While the team's search did not unearth new loci with genome-wide significant ties to IBD, the genome sequence data and subsequent fine-mapping analyses suggested that several risk alleles occurred at different frequencies or had different effect sizes in the African American participants compared to individuals of European descent.

The results also underscored the importance of taking ancestry into account when designing polygenic risk scores for IBD, Kugathasan explained in an email, calling the study "an example of how to account for ancestry in polygenic analysis."

In addition to reporting that IBD PRS performance was affected by ancestry, he and his colleagues demonstrated that risk prediction could be improved with "weighted" PRSs that account for allele differences between populations.

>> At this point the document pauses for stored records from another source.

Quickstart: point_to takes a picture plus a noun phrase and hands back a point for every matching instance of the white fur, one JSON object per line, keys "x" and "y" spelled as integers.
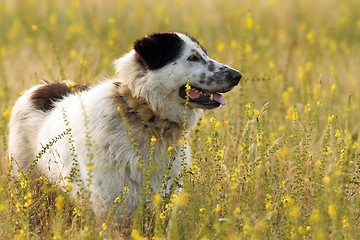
{"x": 116, "y": 164}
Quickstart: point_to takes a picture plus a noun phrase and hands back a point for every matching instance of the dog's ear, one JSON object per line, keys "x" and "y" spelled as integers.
{"x": 156, "y": 50}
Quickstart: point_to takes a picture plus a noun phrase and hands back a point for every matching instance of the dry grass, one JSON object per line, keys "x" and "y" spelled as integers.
{"x": 280, "y": 161}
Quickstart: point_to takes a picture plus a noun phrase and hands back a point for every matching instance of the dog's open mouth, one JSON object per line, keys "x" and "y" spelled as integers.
{"x": 207, "y": 99}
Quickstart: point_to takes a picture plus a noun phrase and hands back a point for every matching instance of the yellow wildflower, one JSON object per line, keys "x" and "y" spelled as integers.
{"x": 59, "y": 202}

"Our analyses … provide an example of how polygenic analysis needs to be adjusted for ancestry when considering ethnic disparities in healthcare," the authors reported, noting that "frequency distributions of PRSs can differ markedly across populations, mostly because of deviations in allele frequencies, although ascertainment biases in discovering common variant associations are also a concern."

With genome sequence data for 1,335 individuals with Crohn's disease, 407 ulcerative colitis cases, 32 individuals with inflammatory bowel disease-type unknown (IBDU), and 1,644 individuals with non-inflammatory bowel disease, the team tracked down more than 90 million common, low frequency, or rare variants.

The massive scale of the effort made it possible to rule out a role for rare variants alone in explaining the missing heritability previously described in IBD, Kugathasan noted, while helping to tease out distinct IBD-related allelic architecture in the African American individuals included in the study.

The team's subsequent fine-mapping analyses suggested the PTGER4 gene strongly contributed to Crohn's disease risk in the African American individuals, though the specific risk SNPs at that locus differed from those described in Crohn's disease risk in Europeans. In contrast, NOD2 and IL23R genes implicated in Crohn's disease in individuals of European descent did not show significant ties to the condition in the African American participants.

When they focused on rare variants, meanwhile, the researchers saw enrichment in the calcium-binding neuro-immunomodulator gene CALB2 in individuals with ulcerative colitis. That set included variants that appear to be specific to individuals with African ancestry, though the authors noted that "this finding needs to be interpreted with caution because of the lack of replication in an independent cohort or functional validation."

"Further research into the mechanisms responsible for ancestry-specific effects is warranted, including evaluation of the influences of linked rare variants, cumulative genetic background modifiers, and genotype-by-environment interactions," the authors concluded.